[Python-Dev] iterators

Fri, 18 Aug 2000 16:57:15 -0400

Paul Prescod wrote:

> I don't think of iterators as indexing in terms of numbers. Otherwise I
> could do this:
>
> >>> a={0:"zero",1:"one",2:"two",3:"three"}
> >>> for i in a:
> ...     print i
> ...
>
> So from a Python user's point of view, for-looping has nothing to do
> with integers. From a Python class/module creator's point of view it
> does have to do with integers. I wouldn't be either surprised nor
> disappointed if that changed one day.

Bingo!

I've long had an idea for generalizing 'for' loops using iterators. This is
more a Python 3000 thing, but I'll explain it here anyway because I think
it's relevant. Perhaps this should become a PEP?  (Maybe we should have a
series of PEPs with numbers in the 3000 range for Py3k ideas?)

The statement

  for <variable> in <object>: <block>

should translate into this kind of pseudo-code:

  # variant 1
  __temp = <object>.newiterator()
  while 1:
      try: <variable> = __temp.next()
      except ExhaustedIterator: break
      <block>

or perhaps (to avoid the relatively expensive exception handling):

  # variant 2
  __temp = <object>.newiterator()
  while 1:
      __flag, <variable = __temp.next()
      if not __flag: break
      <block>

In variant 1, the next() method returns the next object or raises
ExhaustedIterator. In variant 2, the next() method returns a tuple (<flag>,
<variable>) where <flag> is 1 to indicate that <value> is valid or 0 to
indicate that there are no more items available. I'm not crazy about the
exception, but I'm even less crazy about the more complex next() return
value (careful observers may have noticed that I'm rarely crazy about flag
variables :-).

Another argument for variant 1 is that variant 2 changes what <variable> is
after the loop is exhausted, compared to current practice: currently, it
keeps the last valid value assigned to it. Most likely, the next() method
returns None when the sequence is exhausted. It doesn't make a lot of sense
to require it to return the last item of the sequence -- there may not *be*
a last item, if the sequence is empty, and not all sequences make it
convenient to keep hanging on to the last item in the iterator, so it's best
to specify that next() returns (0, None) when the sequence is exhausted.

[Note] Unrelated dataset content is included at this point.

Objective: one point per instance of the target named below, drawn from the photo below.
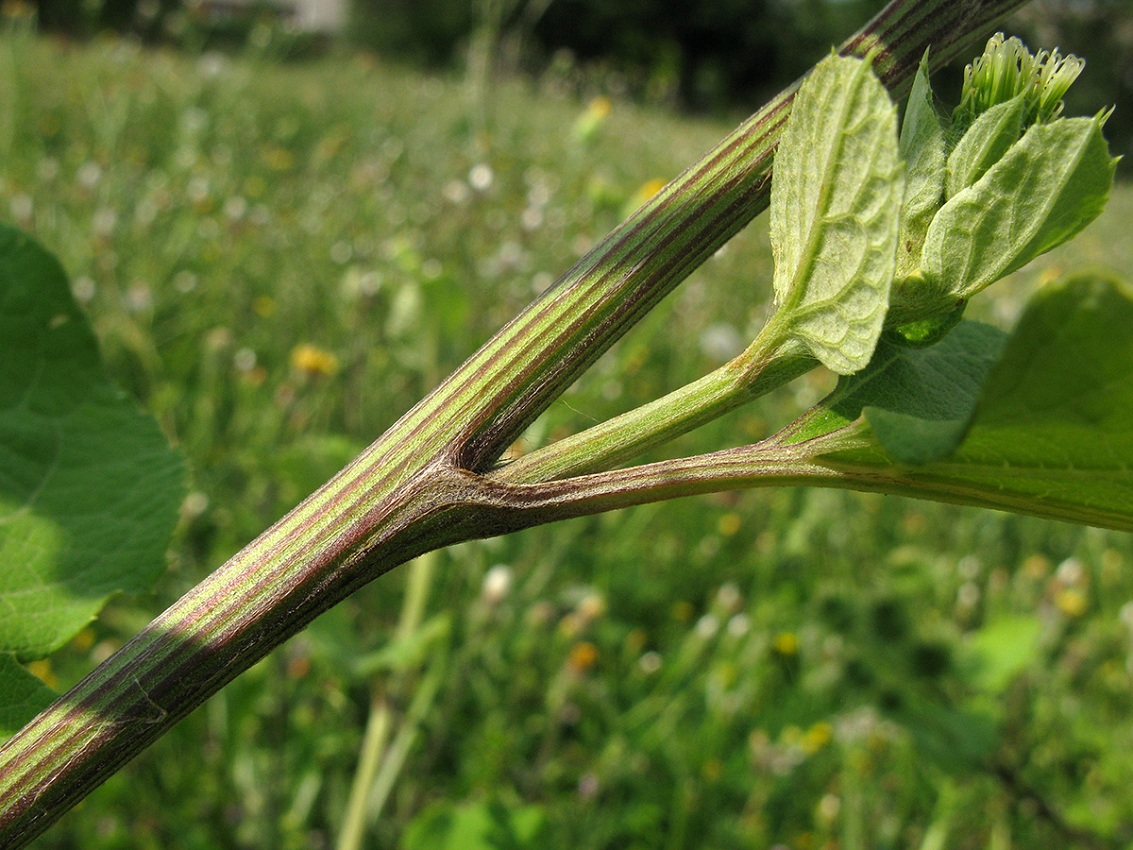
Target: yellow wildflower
(313, 360)
(582, 656)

(It would be tempting to suggeste a variant 1a where instead of raising an
exception, next() returns None when the sequence is exhausted, but this
won't fly: you couldn't iterate over a list containing some items that are
None.)

Side note: I believe that the iterator approach could actually *speed up*
iteration over lists compared to today's code. This is because currently the
interation index is a Python integer object that is stored on the stack.
This means an integer add with overflow check, allocation, and deallocation
on each iteration! But the iterator for lists (and other basic sequences)
could easily store the index as a C int! (As long as the sequence's length
is stored in an int, the index can't overflow.)

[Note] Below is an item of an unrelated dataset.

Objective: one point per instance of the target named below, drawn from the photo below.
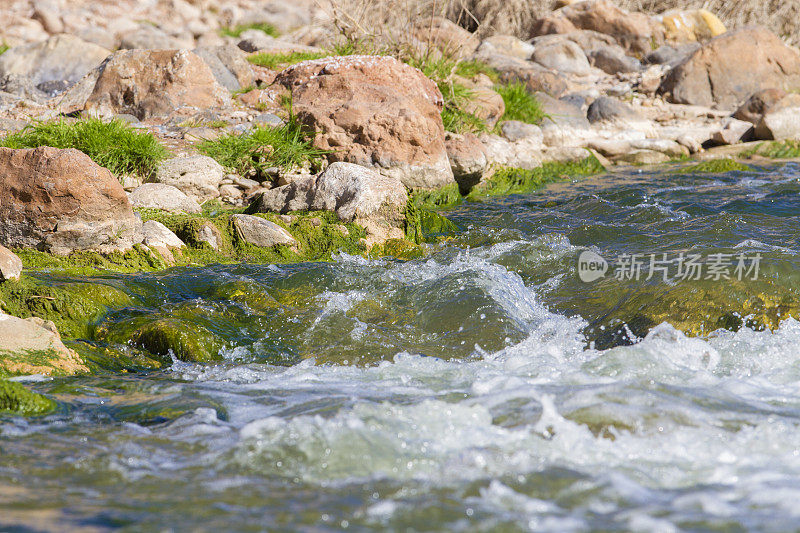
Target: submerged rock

[Warning: thinking aloud ahead!]

Once we have the concept of iterators, we could support explicit use of them
as well. E.g. we could use a variant of the for statement to iterate over an
existing iterator:

  for <variable> over <iterator>: <block>

which would (assuming variant 1 above) translate to:

  while 1:
      try: <variable> = <iterator>.next()
      except ExhaustedIterator: break
      <block>

This could be used in situations where you have a loop iterating over the
first half of a sequence and a second loop that iterates over the remaining
items:

  it = something.newiterator()
  for x over it:
      if time_to_start_second_loop(): break
      do_something()
  for x over it:
      do_something_else()

Note that the second for loop doesn't reset the iterator -- it just picks up
where the first one left off! (Detail: the x that caused the break in the
first loop doesn't get dealt with in the second loop.)

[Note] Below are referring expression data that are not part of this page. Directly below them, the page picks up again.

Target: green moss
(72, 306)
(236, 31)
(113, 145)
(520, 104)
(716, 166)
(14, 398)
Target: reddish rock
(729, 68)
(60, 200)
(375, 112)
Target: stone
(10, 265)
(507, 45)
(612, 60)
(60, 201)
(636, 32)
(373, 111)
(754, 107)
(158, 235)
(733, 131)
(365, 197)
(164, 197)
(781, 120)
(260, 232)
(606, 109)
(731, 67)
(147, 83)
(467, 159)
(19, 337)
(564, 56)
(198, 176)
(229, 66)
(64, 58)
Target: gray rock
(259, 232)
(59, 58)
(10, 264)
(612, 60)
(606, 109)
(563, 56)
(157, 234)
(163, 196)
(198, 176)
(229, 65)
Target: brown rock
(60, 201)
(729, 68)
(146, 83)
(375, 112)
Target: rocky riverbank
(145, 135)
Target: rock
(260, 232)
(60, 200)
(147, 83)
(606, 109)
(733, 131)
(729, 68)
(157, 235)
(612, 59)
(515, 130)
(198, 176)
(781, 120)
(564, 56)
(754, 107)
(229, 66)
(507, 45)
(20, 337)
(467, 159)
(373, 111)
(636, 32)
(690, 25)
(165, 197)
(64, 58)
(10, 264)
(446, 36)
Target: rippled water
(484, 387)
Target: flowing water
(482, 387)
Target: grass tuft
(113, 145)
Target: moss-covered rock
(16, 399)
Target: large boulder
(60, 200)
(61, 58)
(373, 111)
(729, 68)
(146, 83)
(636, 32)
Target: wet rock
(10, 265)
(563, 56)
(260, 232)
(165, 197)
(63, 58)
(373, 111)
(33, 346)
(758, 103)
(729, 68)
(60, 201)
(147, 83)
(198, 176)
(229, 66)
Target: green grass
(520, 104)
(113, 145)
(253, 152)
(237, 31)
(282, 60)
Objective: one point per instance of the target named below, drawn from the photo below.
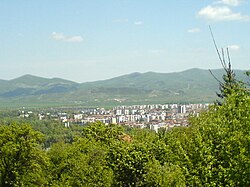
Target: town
(153, 116)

I like the iterator concept because it allows us to do things lazily. There
are lots of other possibilities for iterators. E.g. mappings could have
several iterator variants to loop over keys, values, or both, in sorted or
hash-table order. Sequences could have an iterator for traversing them
backwards, and a few other ones for iterating over their index set (cf.
indices()) and over (index, value) tuples (cf. irange()). Files could be
their own iterator where the iterator is almost the same as readline()
except it raises ExhaustedIterator at EOF instead of returning "".  A tree
datastructure class could have an associated iterator class that maintains a
"finger" into the tree.

Hm, perhaps iterators could be their own iterator? Then if 'it' were an
iterator, it.newiterator() would return a reference to itself (not a copy).
Then we wouldn't even need the 'over' alternative syntax. Maybe the method
should be called iterator() then, not newiterator(), to avoid suggesting
anything about the newness of the returned iterator.

Other ideas:

- Iterators could have a backup() method that moves the index back (or
raises an exception if this feature is not supported, e.g. when reading data
from a pipe).

- Iterators over certain sequences might support operations on the
underlying sequence at the current position of the iterator, so that you
could iterate over a sequence and occasionally insert or delete an item (or
a slice).

Of course iterators also connect to generators. The basic list iterator
doesn't need coroutines or anything, it can be done as follows:

  class Iterator:
      def __init__(self, seq):
          self.seq = seq
          self.ind = 0
      def next(self):
          if self.ind >= len(self.seq): raise ExhaustedIterator
          val = self.seq[self.ind]
          self.ind += 1
          return val

so that <list>.iterator() could just return Iterator(<list>) -- at least
conceptually.

But for other data structures the amount of state needed might be
cumbersome. E.g. a tree iterator needs to maintain a stack, and it's much
easier to code that using a recursive Icon-style generator than by using an
explicit stack. On the other hand, I remember reading an article a while ago
(in Dr. Dobbs?) by someone who argued (in a C++ context) that such recursive
solutions are very inefficient, and that an explicit stack (1) is really not
that hard to code, and (2) gives much more control over the memory and time
consumption of the code. On the third hand, some forms of iteration really
*are* expressed much more clearly using recursion. On the fourth hand, I
disagree with Matthias ("Dr. Scheme") Felleisen about recursion as the root
of all iteration. Anyway, I believe that iterators (as explained above) can
be useful even if we don't have generators (in the Icon sense, which I
believe means coroutine-style).

--Guido